As an estate wedding venue, we've done our research on the best ways to
be successful and we want to share with you some of what we've found! We’ve included 3 major recommendations and a list of questions to take with you while visiting a potential estate.
*1] Schedule an on-site consultation.*
Visiting your potential wedding site needs to be one of your very first
actions, as a bride to be. After all, it is going to be where your
wedding magic happens! The majority of your planning will depend on the
estate features, so don't delay too long on committing to a location. As
much as you are interviewing us, we are also interviewing you. We are
seeking a functional working relationship with our brides and what
better way for us to get to know each other than a consultation &
*2] Take our recommendations into consideration.*
Do you have to pick the vendors we suggest? Absolutely not, but we are
recommending them because we trust them. We certainly would not suggest
someone who would give us a bad reputation. The added value of using one
of our preferred vendors, is that they are familiar with our site, its
potential and how to make the most of your day on site! For a new vendor
coming in, there is so much to take in that they are bound to miss
something. When you're working with someone familiar with the estate,
they know the ins and outs of the property and will work more
efficiently and effectively. This holds especially true for
photographers; the endless photo shoot locations available can be
overwhelming to someone new, as opposed to our experienced photographers
who know the best spots and how to work with the landscape!
*3] Hire a wedding or event coordinator.*
Due to the customizable nature of estate weddings, there are countless
aspects to consider that don't generally cross the mind of a bride
hosting her wedding at a standard venue. A wedding planner or event
coordinator helps take the stress and burden off of the bride to be,
allowing her to keep a clear vision of what she wants the day to be
like. The coordinators job is to make it happen, and if you find the
right coordinator – you will not be disappointed!
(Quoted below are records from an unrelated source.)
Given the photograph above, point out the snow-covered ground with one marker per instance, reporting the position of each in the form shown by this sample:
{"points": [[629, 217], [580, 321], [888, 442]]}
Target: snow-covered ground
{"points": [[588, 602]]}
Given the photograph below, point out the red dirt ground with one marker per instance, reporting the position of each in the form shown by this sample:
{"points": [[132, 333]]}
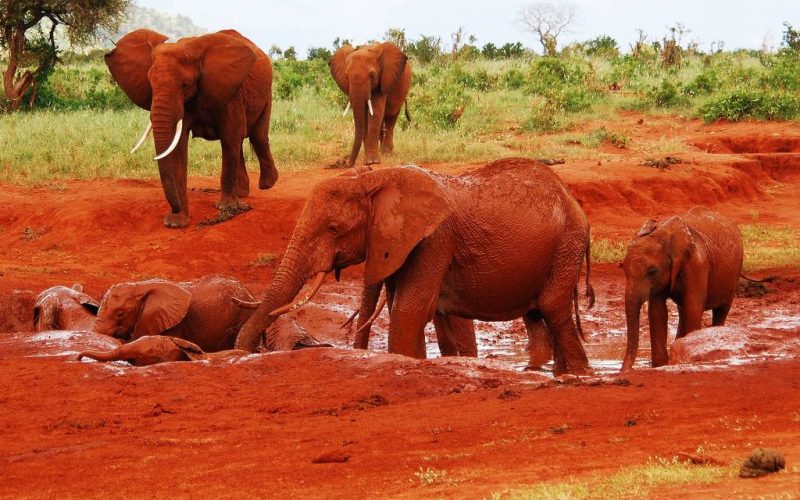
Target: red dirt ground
{"points": [[254, 427]]}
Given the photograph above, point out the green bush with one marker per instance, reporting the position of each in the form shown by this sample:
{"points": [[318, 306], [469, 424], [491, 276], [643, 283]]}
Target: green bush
{"points": [[741, 104]]}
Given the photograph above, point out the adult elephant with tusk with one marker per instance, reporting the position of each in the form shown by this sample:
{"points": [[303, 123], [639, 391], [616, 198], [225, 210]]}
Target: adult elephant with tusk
{"points": [[376, 79], [216, 86], [505, 241]]}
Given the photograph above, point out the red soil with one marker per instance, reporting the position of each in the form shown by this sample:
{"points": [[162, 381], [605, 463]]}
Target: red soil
{"points": [[256, 426]]}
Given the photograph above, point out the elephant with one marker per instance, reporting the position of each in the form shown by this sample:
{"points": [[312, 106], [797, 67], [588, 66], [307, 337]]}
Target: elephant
{"points": [[455, 336], [217, 86], [376, 79], [695, 259], [64, 308], [504, 241], [150, 350], [199, 311]]}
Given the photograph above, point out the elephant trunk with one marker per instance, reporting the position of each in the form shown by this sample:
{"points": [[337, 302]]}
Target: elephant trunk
{"points": [[165, 116], [633, 306], [289, 280], [358, 101]]}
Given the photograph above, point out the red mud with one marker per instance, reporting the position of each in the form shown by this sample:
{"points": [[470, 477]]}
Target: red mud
{"points": [[256, 426]]}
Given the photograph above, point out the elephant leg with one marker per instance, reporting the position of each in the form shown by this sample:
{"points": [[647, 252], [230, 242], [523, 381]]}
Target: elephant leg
{"points": [[570, 356], [387, 136], [231, 159], [720, 314], [657, 316], [455, 335], [242, 179], [374, 127], [369, 301], [177, 162], [540, 346], [259, 138]]}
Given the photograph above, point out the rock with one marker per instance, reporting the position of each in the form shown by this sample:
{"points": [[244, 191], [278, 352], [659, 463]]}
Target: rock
{"points": [[761, 462], [710, 344], [331, 457]]}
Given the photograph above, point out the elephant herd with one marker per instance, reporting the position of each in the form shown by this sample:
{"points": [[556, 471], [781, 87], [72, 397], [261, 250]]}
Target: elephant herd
{"points": [[505, 241]]}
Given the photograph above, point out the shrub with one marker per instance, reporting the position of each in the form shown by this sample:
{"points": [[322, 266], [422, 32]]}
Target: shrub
{"points": [[740, 104]]}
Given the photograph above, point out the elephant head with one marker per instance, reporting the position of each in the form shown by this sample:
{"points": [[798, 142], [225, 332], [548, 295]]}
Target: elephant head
{"points": [[375, 217], [653, 265], [363, 74], [203, 72], [129, 311], [63, 308]]}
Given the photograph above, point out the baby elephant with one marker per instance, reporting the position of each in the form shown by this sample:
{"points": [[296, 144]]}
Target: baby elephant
{"points": [[199, 311], [62, 308], [694, 259], [151, 349]]}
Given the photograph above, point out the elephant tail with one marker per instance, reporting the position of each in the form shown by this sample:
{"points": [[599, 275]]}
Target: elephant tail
{"points": [[768, 279], [578, 314]]}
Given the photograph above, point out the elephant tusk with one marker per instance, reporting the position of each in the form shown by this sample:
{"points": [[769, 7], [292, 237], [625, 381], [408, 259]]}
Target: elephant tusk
{"points": [[374, 316], [245, 304], [144, 137], [312, 290], [171, 148], [349, 320]]}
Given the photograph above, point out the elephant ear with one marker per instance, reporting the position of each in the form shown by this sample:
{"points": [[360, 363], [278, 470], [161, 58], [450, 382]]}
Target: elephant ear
{"points": [[130, 61], [164, 305], [681, 250], [648, 227], [407, 205], [224, 65], [338, 67], [393, 63]]}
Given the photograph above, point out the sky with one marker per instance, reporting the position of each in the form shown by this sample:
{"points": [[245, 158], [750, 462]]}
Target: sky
{"points": [[316, 23]]}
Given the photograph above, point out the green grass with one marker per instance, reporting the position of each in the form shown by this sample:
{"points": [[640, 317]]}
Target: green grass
{"points": [[769, 247], [629, 482]]}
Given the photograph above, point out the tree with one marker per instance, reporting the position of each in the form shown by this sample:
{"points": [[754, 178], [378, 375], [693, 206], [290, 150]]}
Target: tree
{"points": [[27, 33], [547, 21]]}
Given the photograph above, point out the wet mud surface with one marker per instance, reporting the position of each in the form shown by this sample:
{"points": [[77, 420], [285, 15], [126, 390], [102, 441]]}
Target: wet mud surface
{"points": [[333, 421]]}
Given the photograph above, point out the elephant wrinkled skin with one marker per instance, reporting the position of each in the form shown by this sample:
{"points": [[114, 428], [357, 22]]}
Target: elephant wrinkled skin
{"points": [[695, 260], [64, 308], [376, 79], [502, 242], [217, 86], [200, 311]]}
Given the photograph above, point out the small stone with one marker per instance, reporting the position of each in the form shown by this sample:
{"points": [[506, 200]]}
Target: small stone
{"points": [[761, 462]]}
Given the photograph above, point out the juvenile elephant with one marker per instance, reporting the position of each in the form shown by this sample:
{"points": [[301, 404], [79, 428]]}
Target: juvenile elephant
{"points": [[376, 79], [694, 259], [150, 350], [216, 86], [199, 311], [63, 308], [505, 241]]}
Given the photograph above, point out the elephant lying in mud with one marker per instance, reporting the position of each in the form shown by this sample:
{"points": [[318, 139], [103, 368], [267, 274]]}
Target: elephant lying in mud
{"points": [[63, 308], [199, 311], [502, 242], [695, 259], [158, 349]]}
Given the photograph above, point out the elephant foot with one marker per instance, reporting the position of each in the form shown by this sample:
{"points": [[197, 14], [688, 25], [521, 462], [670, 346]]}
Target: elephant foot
{"points": [[268, 178], [175, 221]]}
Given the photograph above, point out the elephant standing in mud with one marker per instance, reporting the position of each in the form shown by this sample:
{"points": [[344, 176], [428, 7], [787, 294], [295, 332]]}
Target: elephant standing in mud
{"points": [[200, 311], [502, 242], [217, 86], [376, 79], [64, 308], [694, 259]]}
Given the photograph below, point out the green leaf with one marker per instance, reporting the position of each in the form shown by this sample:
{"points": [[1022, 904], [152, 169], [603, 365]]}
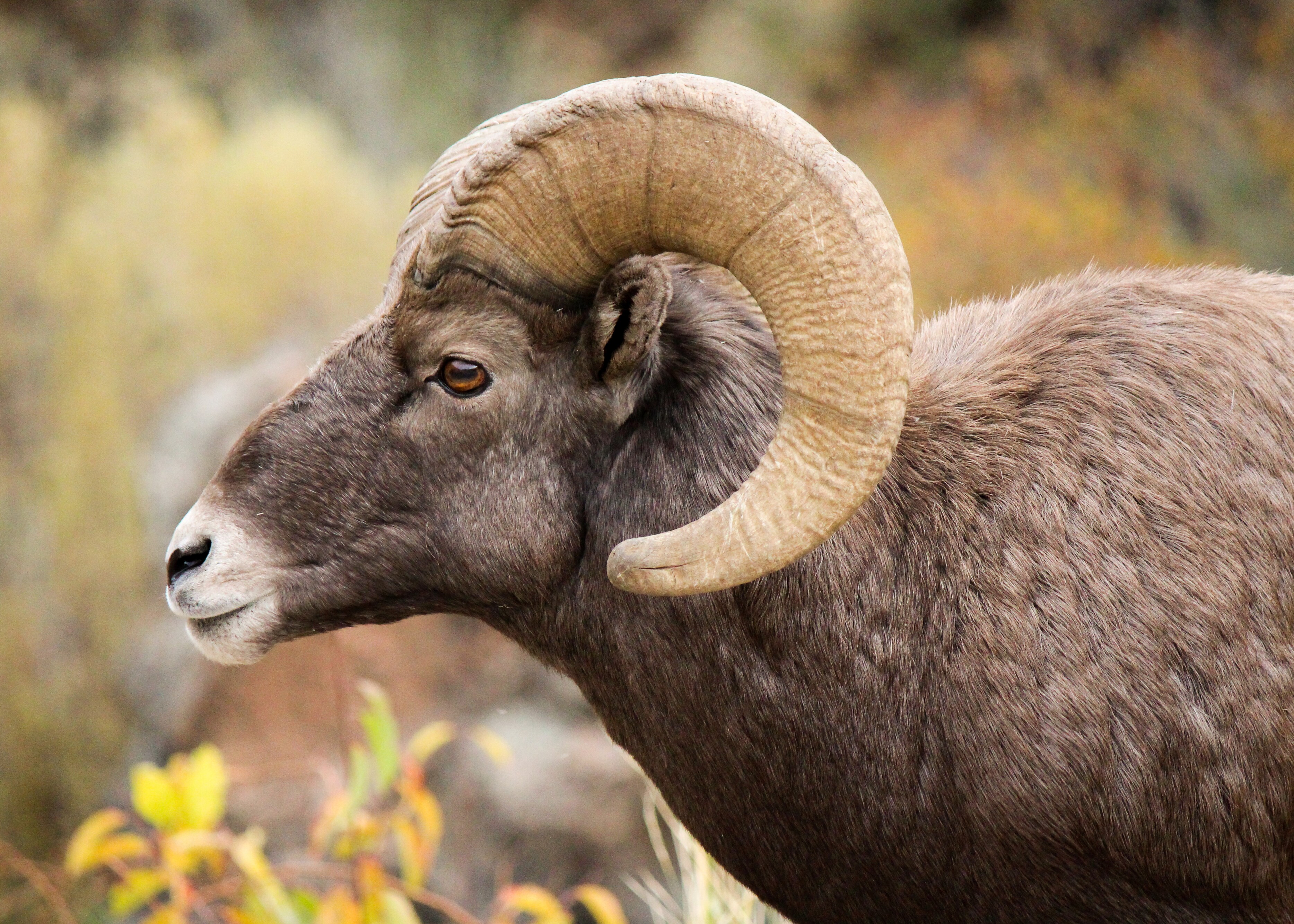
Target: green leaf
{"points": [[384, 734], [138, 890], [411, 852], [358, 781], [249, 852], [156, 798], [202, 789]]}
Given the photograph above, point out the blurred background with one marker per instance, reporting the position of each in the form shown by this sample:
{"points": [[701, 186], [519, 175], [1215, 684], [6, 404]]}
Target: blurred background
{"points": [[196, 196]]}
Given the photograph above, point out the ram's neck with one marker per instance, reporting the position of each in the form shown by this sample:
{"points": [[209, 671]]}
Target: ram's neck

Now that we’ve covered the basics, we’re going to list out 10 conversation points and questions you will want to discuss with your estate coordinators.
What is included? & What do we need to rent? This will vary greatly from estate to estate, your wedding planner can give you an idea on what is typically included versus what is generally not.
What is our available time on site? Consider time for setup and teardown, as well as the rehearsal. Sometimes even accommodations for your bridal party or yourself are available.
What are the requirements and guidelines for the permits and insurances? Most of this discussion will happen between your planner and the vendors, however it is good to be aware.
Are you planning any changes to the facility in the future? If the property owners are planning remodeling or construction you need to be aware of how that will affect your event.
What are the logistics on parking and valet? Consider weather; in the case of excessive rain, will the parking plan remain the same?
Is there adequate restrooms to accommodate your number of guests? Are there any backup facilities, and is there an available bathroom attendant?
Can you make local lodging recommendations for guests? Are there any available discounts for guests coming from an event at your estate? Depending on the number of guests seeking accommodations you may be able to get a group rate.
Do you have generators etc. to accommodate a lack of power in the area? This is a good question to ask your vendors as well!
Will there be an event coordinator from the estate working with us? Who will our main contact be from the estate? This is especially important to your wedding planner.
Is there suggested layouts and setups for us to look at while planning? Take advantage of what has been learned from previous events; no need to re-invent the wheel!